Ce qu’il faut absolument savoir avant de prendre un taxi non conventionné

Ce qu’il faut absolument savoir avant de prendre un taxi non conventionné

Dans un monde où la mobilité est devenue un besoin fondamental du quotidien, les solutions de transport se sont multipliées : taxis traditionnels, VTC, covoiturage, transports en commun et taxis non conventionnés. Ces derniers, bien qu’ils soient une alternative parfois perçue comme plus flexible ou moins chère, suscitent de nombreuses interrogations. Avant de monter à bord d’un taxi non conventionné, il est important de connaître les risques, les limites et les différences majeures avec les taxis conventionnés.

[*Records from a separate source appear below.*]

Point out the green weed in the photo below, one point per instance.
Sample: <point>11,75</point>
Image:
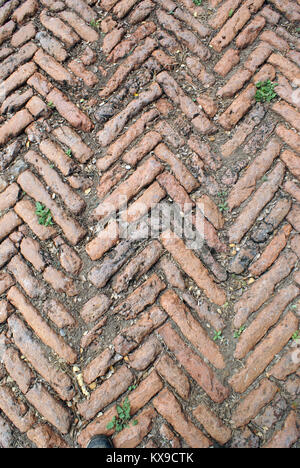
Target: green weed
<point>265,91</point>
<point>44,214</point>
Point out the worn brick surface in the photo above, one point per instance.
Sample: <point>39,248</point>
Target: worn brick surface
<point>111,111</point>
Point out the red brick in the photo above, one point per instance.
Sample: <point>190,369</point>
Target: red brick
<point>133,436</point>
<point>43,436</point>
<point>33,187</point>
<point>23,35</point>
<point>5,310</point>
<point>191,329</point>
<point>33,287</point>
<point>140,359</point>
<point>138,266</point>
<point>131,337</point>
<point>53,68</point>
<point>262,196</point>
<point>109,391</point>
<point>292,162</point>
<point>72,140</point>
<point>227,62</point>
<point>235,24</point>
<point>70,111</point>
<point>185,36</point>
<point>250,32</point>
<point>265,353</point>
<point>128,189</point>
<point>253,403</point>
<point>285,66</point>
<point>15,126</point>
<point>22,417</point>
<point>51,409</point>
<point>144,295</point>
<point>182,174</point>
<point>288,113</point>
<point>288,435</point>
<point>134,131</point>
<point>138,398</point>
<point>89,78</point>
<point>8,223</point>
<point>71,199</point>
<point>277,42</point>
<point>18,370</point>
<point>212,424</point>
<point>265,320</point>
<point>167,405</point>
<point>167,368</point>
<point>258,56</point>
<point>58,314</point>
<point>238,108</point>
<point>140,54</point>
<point>95,308</point>
<point>221,16</point>
<point>39,325</point>
<point>52,46</point>
<point>287,365</point>
<point>246,184</point>
<point>263,288</point>
<point>59,29</point>
<point>25,11</point>
<point>193,267</point>
<point>193,364</point>
<point>59,281</point>
<point>271,252</point>
<point>105,240</point>
<point>26,210</point>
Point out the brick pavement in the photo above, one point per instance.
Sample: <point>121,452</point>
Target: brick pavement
<point>153,100</point>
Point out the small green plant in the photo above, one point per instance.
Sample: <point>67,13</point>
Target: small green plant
<point>118,423</point>
<point>95,24</point>
<point>218,336</point>
<point>44,214</point>
<point>296,336</point>
<point>265,91</point>
<point>238,332</point>
<point>223,207</point>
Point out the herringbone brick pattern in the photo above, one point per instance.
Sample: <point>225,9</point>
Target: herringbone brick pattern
<point>152,100</point>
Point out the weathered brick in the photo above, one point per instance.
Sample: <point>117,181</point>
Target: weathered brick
<point>262,196</point>
<point>167,368</point>
<point>109,391</point>
<point>131,337</point>
<point>264,353</point>
<point>263,288</point>
<point>33,187</point>
<point>43,436</point>
<point>253,403</point>
<point>20,415</point>
<point>39,325</point>
<point>198,369</point>
<point>138,398</point>
<point>193,267</point>
<point>212,424</point>
<point>288,435</point>
<point>191,328</point>
<point>143,296</point>
<point>167,405</point>
<point>51,409</point>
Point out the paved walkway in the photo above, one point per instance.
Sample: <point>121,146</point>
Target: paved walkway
<point>154,101</point>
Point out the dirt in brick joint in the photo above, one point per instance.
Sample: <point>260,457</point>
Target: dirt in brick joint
<point>235,284</point>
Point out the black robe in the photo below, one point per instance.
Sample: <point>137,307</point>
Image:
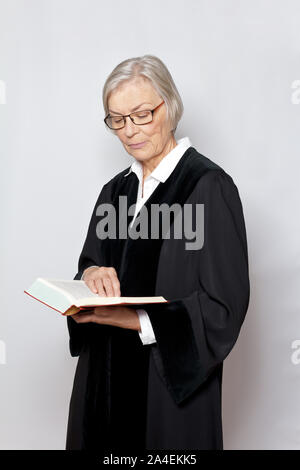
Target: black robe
<point>165,395</point>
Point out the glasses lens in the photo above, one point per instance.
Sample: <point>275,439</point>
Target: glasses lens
<point>142,117</point>
<point>115,122</point>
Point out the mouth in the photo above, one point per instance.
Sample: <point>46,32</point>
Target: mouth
<point>141,144</point>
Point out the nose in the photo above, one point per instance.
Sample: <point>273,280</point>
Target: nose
<point>130,128</point>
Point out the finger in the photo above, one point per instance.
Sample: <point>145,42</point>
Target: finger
<point>91,285</point>
<point>99,287</point>
<point>83,317</point>
<point>108,286</point>
<point>115,283</point>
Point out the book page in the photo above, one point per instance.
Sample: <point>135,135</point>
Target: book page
<point>76,289</point>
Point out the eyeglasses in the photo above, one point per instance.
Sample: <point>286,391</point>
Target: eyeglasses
<point>139,117</point>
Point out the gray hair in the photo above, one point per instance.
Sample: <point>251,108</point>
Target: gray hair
<point>153,69</point>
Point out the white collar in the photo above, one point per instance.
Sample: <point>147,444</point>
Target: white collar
<point>166,165</point>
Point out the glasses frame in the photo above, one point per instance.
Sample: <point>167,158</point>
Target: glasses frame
<point>129,115</point>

Zoom sur un taxi non conventionné 

Un taxi non conventionné est un véhicule qui propose un service de transport de personnes sans avoir obtenu l’agrément de l’Assurance Maladie, ni, dans certains cas, l’autorisation municipale réglementaire. Contrairement aux taxis conventionnés, les taxis non conventionnés ne bénéficient d’aucune reconnaissance officielle dans ce cadre.

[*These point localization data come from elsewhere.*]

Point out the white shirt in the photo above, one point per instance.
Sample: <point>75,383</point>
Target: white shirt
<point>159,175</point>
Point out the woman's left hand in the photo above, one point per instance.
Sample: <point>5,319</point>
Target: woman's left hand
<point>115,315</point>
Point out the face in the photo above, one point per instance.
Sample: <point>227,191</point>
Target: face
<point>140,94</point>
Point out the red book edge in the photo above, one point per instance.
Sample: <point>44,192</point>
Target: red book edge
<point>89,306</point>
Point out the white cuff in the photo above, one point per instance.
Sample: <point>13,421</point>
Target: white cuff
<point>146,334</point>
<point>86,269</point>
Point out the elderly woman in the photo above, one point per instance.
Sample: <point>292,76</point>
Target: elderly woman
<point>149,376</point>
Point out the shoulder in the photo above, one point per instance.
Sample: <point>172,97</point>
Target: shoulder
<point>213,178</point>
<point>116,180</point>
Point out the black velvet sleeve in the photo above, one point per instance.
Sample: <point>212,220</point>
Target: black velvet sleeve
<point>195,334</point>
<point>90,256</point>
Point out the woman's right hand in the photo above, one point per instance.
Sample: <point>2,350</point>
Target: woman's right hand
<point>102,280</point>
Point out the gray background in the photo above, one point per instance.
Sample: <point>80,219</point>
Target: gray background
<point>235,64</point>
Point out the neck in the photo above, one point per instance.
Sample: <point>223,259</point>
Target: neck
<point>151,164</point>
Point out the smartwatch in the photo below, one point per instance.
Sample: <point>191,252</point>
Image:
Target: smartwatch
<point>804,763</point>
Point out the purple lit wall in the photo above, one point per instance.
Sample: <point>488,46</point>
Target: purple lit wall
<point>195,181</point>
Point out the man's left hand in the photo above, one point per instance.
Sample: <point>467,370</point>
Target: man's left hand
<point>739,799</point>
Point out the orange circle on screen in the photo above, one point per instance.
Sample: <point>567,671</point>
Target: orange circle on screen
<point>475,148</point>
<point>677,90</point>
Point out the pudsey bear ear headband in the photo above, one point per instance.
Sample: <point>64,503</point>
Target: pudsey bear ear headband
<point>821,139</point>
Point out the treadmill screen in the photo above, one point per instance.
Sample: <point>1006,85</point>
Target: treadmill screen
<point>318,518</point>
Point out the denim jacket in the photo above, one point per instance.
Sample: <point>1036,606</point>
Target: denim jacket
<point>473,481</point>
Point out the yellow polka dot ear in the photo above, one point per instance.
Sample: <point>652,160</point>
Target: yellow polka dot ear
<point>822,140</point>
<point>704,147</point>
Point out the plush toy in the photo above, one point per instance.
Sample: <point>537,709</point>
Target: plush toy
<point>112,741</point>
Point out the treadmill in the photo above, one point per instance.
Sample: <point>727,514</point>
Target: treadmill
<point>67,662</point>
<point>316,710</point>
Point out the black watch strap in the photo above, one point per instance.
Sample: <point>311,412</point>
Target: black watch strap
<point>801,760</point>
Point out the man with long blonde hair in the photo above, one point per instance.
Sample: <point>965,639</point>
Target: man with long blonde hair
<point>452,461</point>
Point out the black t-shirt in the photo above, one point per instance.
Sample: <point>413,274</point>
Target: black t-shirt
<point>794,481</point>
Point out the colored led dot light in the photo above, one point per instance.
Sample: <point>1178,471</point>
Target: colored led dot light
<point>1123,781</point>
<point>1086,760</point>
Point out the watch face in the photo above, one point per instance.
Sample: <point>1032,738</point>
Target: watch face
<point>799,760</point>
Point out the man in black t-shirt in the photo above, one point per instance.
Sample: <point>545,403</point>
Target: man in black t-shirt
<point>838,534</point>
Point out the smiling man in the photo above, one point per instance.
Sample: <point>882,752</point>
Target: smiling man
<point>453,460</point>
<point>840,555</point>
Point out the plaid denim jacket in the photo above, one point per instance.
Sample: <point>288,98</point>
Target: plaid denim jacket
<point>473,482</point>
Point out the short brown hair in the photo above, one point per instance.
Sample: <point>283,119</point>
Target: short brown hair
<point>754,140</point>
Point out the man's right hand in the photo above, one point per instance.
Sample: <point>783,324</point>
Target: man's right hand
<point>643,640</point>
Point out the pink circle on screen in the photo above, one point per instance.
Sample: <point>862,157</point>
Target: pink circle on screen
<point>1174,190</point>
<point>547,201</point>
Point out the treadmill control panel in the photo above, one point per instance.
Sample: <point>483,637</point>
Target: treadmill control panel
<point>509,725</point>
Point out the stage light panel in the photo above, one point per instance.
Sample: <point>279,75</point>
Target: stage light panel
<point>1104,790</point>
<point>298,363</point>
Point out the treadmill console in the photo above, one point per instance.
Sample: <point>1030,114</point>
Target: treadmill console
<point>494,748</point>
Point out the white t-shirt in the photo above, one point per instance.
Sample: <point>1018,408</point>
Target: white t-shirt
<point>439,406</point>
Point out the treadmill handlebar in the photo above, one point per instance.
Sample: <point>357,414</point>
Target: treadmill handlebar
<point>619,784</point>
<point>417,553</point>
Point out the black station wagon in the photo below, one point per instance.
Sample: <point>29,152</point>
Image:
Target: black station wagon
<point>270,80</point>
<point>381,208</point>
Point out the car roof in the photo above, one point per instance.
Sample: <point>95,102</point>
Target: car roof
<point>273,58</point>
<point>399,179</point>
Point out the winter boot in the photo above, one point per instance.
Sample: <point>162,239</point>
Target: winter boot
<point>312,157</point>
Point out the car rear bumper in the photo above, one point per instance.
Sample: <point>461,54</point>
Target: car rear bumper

À ne pas confondre avec un VTC (Véhicule de Tourisme avec Chauffeur), qui est une autre catégorie encore, soumise à une réglementation propre, le taxi non conventionné peut être simplement un particulier ou un professionnel qui propose du transport sans cadre légal strict.

Absence de remboursement par la Sécurité sociale

L’un des premiers éléments à prendre en compte est que les taxis non conventionnés ne permettent pas un remboursement par l’Assurance Maladie. Si vous avez un rendez-vous médical (consultation, hospitalisation, dialyse, chimiothérapie, etc.) et que votre médecin vous a remis une prescription médicale de transport, vous devez réserver un taxi conventionné si vous souhaitez être remboursé.

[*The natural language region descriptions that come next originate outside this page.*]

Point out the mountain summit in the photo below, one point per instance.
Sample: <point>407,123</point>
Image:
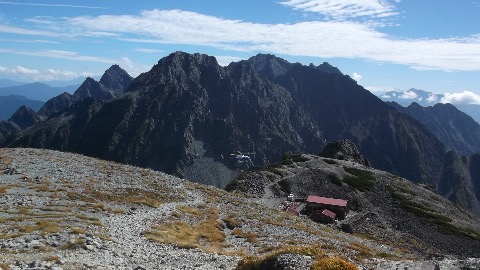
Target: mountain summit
<point>112,84</point>
<point>188,112</point>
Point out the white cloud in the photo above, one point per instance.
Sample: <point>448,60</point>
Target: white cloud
<point>408,95</point>
<point>339,9</point>
<point>226,60</point>
<point>26,71</point>
<point>49,5</point>
<point>432,98</point>
<point>321,39</point>
<point>465,97</point>
<point>42,75</point>
<point>330,39</point>
<point>61,55</point>
<point>145,50</point>
<point>356,76</point>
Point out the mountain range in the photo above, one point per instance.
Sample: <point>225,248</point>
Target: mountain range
<point>187,115</point>
<point>9,104</point>
<point>426,99</point>
<point>36,91</point>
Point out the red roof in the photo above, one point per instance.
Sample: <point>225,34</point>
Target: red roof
<point>326,201</point>
<point>329,213</point>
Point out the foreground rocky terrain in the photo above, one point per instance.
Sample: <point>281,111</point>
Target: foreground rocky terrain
<point>67,211</point>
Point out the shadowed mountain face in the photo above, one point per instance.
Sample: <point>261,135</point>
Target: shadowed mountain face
<point>9,104</point>
<point>457,130</point>
<point>187,112</point>
<point>112,84</point>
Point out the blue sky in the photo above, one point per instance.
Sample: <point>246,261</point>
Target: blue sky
<point>432,45</point>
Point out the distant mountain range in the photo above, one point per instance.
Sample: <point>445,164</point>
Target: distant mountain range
<point>188,116</point>
<point>36,91</point>
<point>424,98</point>
<point>10,104</point>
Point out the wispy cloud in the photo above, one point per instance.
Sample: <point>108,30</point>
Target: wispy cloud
<point>68,55</point>
<point>321,39</point>
<point>357,77</point>
<point>49,5</point>
<point>42,75</point>
<point>465,97</point>
<point>29,41</point>
<point>344,9</point>
<point>146,50</point>
<point>226,60</point>
<point>314,38</point>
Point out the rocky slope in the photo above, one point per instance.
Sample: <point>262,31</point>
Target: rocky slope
<point>187,112</point>
<point>382,205</point>
<point>66,211</point>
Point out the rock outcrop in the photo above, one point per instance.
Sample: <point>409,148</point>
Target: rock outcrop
<point>344,150</point>
<point>187,112</point>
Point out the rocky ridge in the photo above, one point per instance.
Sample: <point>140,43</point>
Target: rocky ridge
<point>66,211</point>
<point>187,110</point>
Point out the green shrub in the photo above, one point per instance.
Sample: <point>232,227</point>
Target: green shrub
<point>360,179</point>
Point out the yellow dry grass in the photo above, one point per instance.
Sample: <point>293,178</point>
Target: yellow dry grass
<point>206,233</point>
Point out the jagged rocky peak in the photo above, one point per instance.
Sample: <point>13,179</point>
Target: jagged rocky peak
<point>183,59</point>
<point>177,66</point>
<point>92,88</point>
<point>116,79</point>
<point>326,67</point>
<point>344,150</point>
<point>270,65</point>
<point>24,117</point>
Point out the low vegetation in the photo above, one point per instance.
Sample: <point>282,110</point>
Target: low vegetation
<point>184,234</point>
<point>320,260</point>
<point>362,180</point>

Choisir un taxi non conventionné dans ce contexte revient à payer la totalité de la course de votre poche, sans possibilité de prise en charge.

Pas de garantie de conformité aux normes de sécurité

Les taxis conventionnés sont soumis à un contrôle rigoureux : véhicules en bon état, assurance professionnelle, formation des chauffeurs, obligations d’affichage (tarifs, numéro d’agrément), etc. En revanche, les taxis non conventionnés peuvent échapper à ces exigences.

Cela signifie que le véhicule utilisé peut ne pas répondre aux normes de sécurité en vigueur, et que le chauffeur peut ne pas avoir suivi les formations obligatoires liées au transport de personnes, notamment en cas de transport de patients ou de personnes à mobilité réduite.

Risques juridiques et absence de recours

En cas de litige, d’accident ou de problème pendant le trajet, faire appel à un taxi non conventionné vous laisse souvent sans recours juridique clair. La responsabilité civile du chauffeur peut ne pas couvrir les passagers dans le cadre d’une activité non déclarée. À l’inverse, un taxi conventionné ou un VTC enregistré est assuré pour son activité, ce qui vous protège en tant que passager.

Tarification floue et parfois abusive

Les taxis non conventionnés ne sont pas soumis à la réglementation tarifaire préfectorale, contrairement aux taxis officiels. Cela signifie que les prix peuvent varier fortement d’un chauffeur à un autre, sans transparence ni encadrement. Certaines personnes ont déjà rapporté des cas de facturation abusive, notamment en période de forte affluence ou en situation d’urgence.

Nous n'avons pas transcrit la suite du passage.